One of my favorite commands in XP was the XCopy command; it was an easier, cleaner method to move files than the simple drag and drop method via Windows Explorer. In Windows Vista the tool was replaced by RoboCopy (which I hated) and obviously a lot of others hated it as well because in Windows 7 XCopy is back and I have found a great XCopy tool that makes it easier to use than ever. In this guide I will explain why you might want to use the XCopy tool instead of just simply dragging and dropping files in Windows and I will also explain how to use the tool to copy files.
So you might be asking why I would want to use a XCopy tool to copy files when I can simply drag and drop the files and they will copy to a new drive or folder. Well when you do this you have little control over the files and their options, it’s a straight copy, and you have no real control over the copy. When you use XCopy you can set switches and define what should be copied and with what attributes, this can be very handy. If you wanted to say copy only files from a certain time period you could do that, instead of having the look through your files and decide which to copy you can set parameters and it will copy the files based on them. That is the main reason you might choose to use XCopy over the simple drag and drop option.
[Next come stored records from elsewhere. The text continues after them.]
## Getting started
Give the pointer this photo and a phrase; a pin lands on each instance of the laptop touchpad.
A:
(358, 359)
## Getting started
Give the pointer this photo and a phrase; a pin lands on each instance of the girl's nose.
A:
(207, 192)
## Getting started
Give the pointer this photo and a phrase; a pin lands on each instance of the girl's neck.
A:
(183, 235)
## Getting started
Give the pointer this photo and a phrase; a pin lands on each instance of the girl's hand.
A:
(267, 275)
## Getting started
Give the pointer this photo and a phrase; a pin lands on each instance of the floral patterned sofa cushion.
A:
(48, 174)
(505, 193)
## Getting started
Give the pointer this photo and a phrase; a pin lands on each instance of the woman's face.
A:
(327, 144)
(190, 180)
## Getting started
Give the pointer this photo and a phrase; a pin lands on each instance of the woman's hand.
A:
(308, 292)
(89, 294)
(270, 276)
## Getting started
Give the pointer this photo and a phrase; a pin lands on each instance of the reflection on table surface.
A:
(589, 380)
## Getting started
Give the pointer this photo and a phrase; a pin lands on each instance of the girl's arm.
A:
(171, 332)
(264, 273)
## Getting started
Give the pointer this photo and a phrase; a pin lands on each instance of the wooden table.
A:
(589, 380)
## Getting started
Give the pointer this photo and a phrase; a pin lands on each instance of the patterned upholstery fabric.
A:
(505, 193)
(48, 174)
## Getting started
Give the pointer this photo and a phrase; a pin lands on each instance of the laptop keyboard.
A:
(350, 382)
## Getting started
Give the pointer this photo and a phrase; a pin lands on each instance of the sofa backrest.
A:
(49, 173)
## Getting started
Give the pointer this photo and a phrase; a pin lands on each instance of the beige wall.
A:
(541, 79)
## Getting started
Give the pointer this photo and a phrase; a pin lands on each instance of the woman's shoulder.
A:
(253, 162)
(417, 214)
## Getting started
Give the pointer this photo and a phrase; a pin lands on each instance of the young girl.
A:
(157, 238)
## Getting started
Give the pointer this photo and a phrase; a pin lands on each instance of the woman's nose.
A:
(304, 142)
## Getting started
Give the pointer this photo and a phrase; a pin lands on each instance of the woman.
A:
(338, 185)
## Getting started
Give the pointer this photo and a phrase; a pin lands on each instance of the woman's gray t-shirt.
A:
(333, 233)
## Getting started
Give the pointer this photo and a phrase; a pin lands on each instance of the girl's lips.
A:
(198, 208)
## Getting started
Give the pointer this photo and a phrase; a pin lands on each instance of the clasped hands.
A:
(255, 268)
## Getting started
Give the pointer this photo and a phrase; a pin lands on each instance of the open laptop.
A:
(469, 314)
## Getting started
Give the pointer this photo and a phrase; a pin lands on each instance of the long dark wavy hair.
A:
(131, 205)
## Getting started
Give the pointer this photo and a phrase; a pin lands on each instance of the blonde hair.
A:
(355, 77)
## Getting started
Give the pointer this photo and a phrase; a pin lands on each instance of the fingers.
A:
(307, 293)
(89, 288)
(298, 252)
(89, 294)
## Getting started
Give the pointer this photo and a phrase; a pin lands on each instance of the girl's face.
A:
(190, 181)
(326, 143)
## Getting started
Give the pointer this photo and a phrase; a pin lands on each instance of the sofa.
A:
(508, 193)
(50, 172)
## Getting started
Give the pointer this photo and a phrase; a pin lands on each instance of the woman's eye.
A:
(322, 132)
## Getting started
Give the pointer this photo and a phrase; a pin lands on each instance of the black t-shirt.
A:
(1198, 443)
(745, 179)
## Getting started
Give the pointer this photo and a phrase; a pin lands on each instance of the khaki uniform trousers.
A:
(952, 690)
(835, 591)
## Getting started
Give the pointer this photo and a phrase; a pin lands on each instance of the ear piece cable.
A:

So to use the XCopy tool you will need to download it. You can get it HERE (you have to sign up for a free account but it’s a good site that wont spam you)
Once you have the tool downloaded and extracted you will want to follow these instructions to use the tool:
Double-click the XCopy Tool Icon
Click Select Source Button (choose folder you want to copy)
Click Select Destination Button (choose folder you want to copy to)
Next set all switches (read this article to know what each switch does http://support.microsoft.com/kb/289483)
Click Yes (check to be sure your source and destination are correct)
Click Yes (check that your switches are correct)
A command line prompt will open and the switches you selected will be applied to the XCopy command you are running. This is just a simple way to setup and run the XCopy command without having to do a lot of typing. Technically you can just open a command prompt and run the XCopy command but you will do a lot of typing. The XCopy tool simply inputs the commands for you.
Well I hope you find the XCopy Tool as useful as I do and I hope this guide helps you to copy files more efficiently and with more options than simple drag and drop.